This delightful piece for 3- to 6-year-olds is wonderful in its simplicity and will captivate grown-ups as much as its target audience.
In the Polka’s play space outside the Adventure Theatre where the play takes place, a mural of a wintry landscape of snow and fir trees shows what’s in store. Designer Verity Quinn’s set presents a wooden cabin with a window that reveals a forest of silhouetted trees against the sky.
Three performers enter wrapped up for winter weather in boots and scarves and woolly hats—we’re somewhere cold and northern: Canada perhaps or Scandinavia.
A lady is first. She’s got a bucket and a broom and starts to sweep the floor clean. Two young men carry in furniture. They must be moving in. It’s all stuff for a baby: cot, high chair, a nappy-changing table and a clock to go up on the wall. When it’s all in place, one of the actors turns to the audience and suggests “Imagine we have a baby”—and they then begin to mime one.
That’s the only spoken line until a lullaby much later, but there is a continuous, silent dialogue of looks between them and glances out to the audience that include them.
There is lively music composed by sound designer Jessica Dannheisser. The recorded track is enhanced by live musicianship when actor John Pfumojena, whose smile alone would win the audience over, takes down the wall clock to play on the mbira (African thumb piano) hidden inside it.
His colleagues are Sian Kidd, who also voices the baby, whose wails eventually turn into words as he masters language, and John Leader, who’s adept at rapid nappy changes and shows of well-honed balance skills. All three are engaging actors, skilled in mime and puppetry and meticulous timing, who work in perfect harmony.
Those puppetry skills are needed for, when their mimed baby is put to bed and then dawn comes with its wake-up birdsong chorus, it is taken from its cot as puppet: a knitted romper suit with stylised baby face that the actor-puppeteers make wonderfully expressive.
They all take turns at silencing his mewling, discover dampness, stinky nappies (the audience especially seems to love the poo bits), spoon feeding, bedtime tantrums, those first steps, a refusal to go on wearing nappies, gradually words, first one or two and then a gabble.
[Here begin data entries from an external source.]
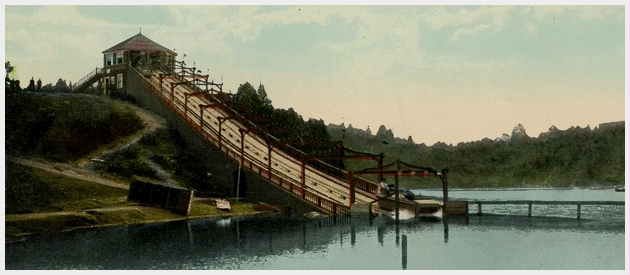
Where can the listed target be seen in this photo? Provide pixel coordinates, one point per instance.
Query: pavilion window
(119, 82)
(109, 59)
(119, 58)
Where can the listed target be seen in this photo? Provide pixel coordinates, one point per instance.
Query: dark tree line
(311, 137)
(573, 157)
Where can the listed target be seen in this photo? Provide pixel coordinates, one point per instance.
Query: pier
(531, 203)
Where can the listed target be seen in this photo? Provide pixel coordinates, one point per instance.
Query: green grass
(58, 203)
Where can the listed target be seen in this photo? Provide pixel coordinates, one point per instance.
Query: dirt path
(84, 168)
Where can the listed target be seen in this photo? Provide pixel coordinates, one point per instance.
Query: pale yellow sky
(437, 73)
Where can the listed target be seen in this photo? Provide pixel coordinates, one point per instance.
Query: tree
(61, 86)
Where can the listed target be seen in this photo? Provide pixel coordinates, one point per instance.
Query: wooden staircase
(87, 81)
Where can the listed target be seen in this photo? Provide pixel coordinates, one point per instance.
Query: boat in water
(410, 209)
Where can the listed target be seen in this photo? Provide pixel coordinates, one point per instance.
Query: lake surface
(552, 239)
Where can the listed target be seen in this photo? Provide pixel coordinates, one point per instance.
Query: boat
(223, 204)
(409, 209)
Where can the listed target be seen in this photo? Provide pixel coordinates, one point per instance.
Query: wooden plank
(550, 202)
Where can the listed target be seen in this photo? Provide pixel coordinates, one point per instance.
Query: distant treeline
(308, 137)
(573, 157)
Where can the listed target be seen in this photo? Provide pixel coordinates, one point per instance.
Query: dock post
(404, 250)
(444, 191)
(396, 191)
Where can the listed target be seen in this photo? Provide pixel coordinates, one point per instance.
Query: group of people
(31, 85)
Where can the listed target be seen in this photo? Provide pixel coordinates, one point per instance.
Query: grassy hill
(64, 127)
(573, 157)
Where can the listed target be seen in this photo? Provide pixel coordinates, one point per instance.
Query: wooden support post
(396, 191)
(404, 252)
(302, 174)
(444, 193)
(269, 160)
(352, 187)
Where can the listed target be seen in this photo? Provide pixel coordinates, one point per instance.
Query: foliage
(304, 137)
(574, 157)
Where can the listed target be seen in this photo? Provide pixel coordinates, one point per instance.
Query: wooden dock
(531, 203)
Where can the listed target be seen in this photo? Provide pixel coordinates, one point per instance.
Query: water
(269, 243)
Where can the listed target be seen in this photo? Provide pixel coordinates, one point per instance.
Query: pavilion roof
(139, 42)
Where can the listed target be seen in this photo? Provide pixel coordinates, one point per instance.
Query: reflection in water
(288, 243)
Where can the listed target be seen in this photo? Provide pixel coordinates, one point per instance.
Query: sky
(435, 73)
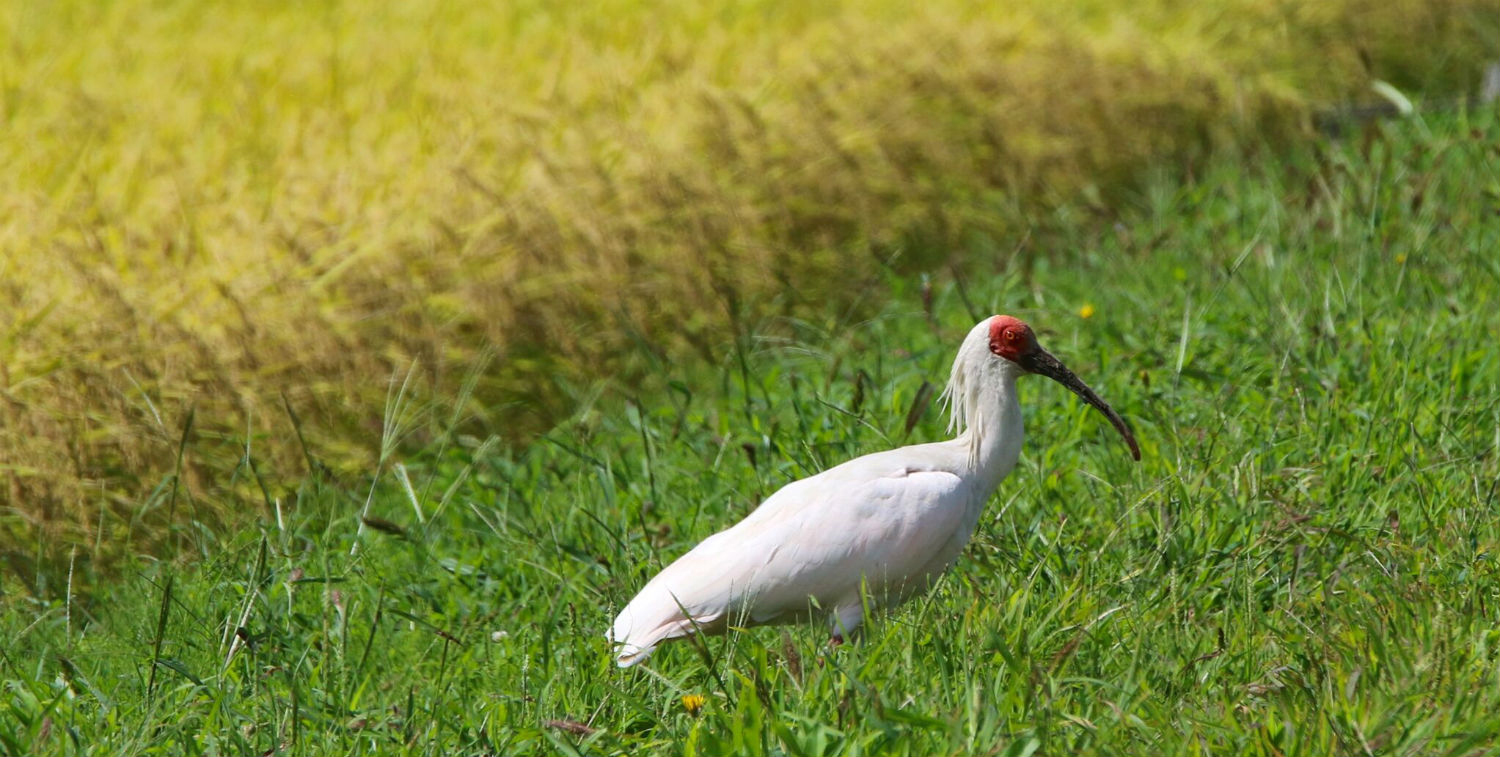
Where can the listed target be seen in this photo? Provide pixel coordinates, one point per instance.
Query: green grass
(230, 209)
(1302, 564)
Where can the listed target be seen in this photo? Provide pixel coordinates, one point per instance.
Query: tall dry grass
(260, 212)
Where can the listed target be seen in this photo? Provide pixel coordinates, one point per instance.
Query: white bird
(866, 534)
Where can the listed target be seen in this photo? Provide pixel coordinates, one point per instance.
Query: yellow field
(218, 206)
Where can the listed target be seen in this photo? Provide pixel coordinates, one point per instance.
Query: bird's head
(1013, 341)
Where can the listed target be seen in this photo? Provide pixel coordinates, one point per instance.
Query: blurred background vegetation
(234, 233)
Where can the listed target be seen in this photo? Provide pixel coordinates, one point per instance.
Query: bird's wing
(815, 538)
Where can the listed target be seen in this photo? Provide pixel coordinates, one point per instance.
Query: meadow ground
(239, 218)
(1302, 564)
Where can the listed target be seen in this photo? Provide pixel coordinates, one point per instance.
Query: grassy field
(252, 213)
(1302, 564)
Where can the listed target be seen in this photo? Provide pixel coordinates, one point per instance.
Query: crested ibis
(866, 534)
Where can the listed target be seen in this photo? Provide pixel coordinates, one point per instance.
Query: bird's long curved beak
(1041, 362)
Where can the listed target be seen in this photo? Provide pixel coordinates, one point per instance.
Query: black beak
(1041, 362)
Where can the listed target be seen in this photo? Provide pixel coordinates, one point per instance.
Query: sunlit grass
(258, 213)
(1301, 564)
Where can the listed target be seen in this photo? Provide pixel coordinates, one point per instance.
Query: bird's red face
(1013, 339)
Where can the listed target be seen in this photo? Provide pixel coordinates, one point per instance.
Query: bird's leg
(845, 622)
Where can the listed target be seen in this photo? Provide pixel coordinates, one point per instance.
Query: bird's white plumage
(872, 531)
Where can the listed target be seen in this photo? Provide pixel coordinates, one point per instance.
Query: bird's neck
(995, 430)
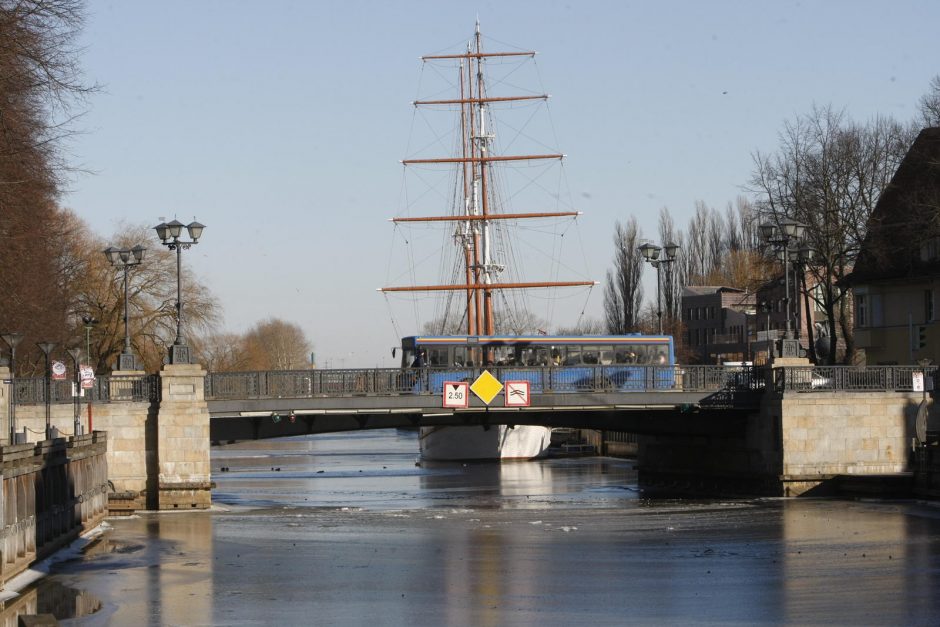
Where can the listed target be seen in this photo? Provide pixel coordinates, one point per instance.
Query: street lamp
(126, 259)
(46, 348)
(658, 256)
(76, 355)
(169, 233)
(12, 339)
(781, 236)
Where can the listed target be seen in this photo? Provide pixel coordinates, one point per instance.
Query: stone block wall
(183, 439)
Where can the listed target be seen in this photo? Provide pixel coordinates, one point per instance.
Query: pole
(659, 302)
(88, 355)
(127, 333)
(12, 394)
(179, 302)
(48, 397)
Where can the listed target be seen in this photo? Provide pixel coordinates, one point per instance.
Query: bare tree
(930, 104)
(39, 87)
(97, 292)
(276, 344)
(828, 174)
(623, 291)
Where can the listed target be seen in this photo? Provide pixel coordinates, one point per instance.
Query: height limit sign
(456, 394)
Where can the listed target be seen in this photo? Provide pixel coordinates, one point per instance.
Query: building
(718, 321)
(897, 273)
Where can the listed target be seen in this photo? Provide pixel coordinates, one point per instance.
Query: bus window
(572, 356)
(590, 355)
(463, 356)
(437, 357)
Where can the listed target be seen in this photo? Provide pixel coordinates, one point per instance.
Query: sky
(281, 126)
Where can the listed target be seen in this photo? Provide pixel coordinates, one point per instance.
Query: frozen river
(345, 529)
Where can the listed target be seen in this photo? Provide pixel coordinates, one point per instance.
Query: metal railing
(544, 380)
(848, 378)
(106, 389)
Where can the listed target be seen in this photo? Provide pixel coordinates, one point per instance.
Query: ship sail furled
(478, 215)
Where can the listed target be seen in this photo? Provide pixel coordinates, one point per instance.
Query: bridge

Baby turns into tot and furniture is reconstructed to match his development and provide props to play new games—even a xylophone to add more colour to the music.
With the help of some bed sheets, the grown-ups turn things into a winter landscape on which to arrange toy trees and houses and when what was a high chair turns out to be a sledge, it's time to exit to outdoors.
The lights go down; you might think this was the end—but no, they go up again and it's outside. There are trees now in front of the house. It is time to go tobogganing as the snow begins to fall.
The vocal reactions of audience members at various points show how completely Beasty Baby absorbs them right through nearly an hour of performance. Typical of how beautifully director Sue Buckmaster and her cast attune this to their young audience is demonstrated in the way that, after the enthusiastic clapping that greets their final call, John Leader turns not to the audience but to the Beasty Baby and says, “that all. We go home now.“
He may throw food about, sick up over your favourite sweater and bawl at bedtime but this baby is irresistibly endearing and, though too good to be true, these actors make you feel it is a real one.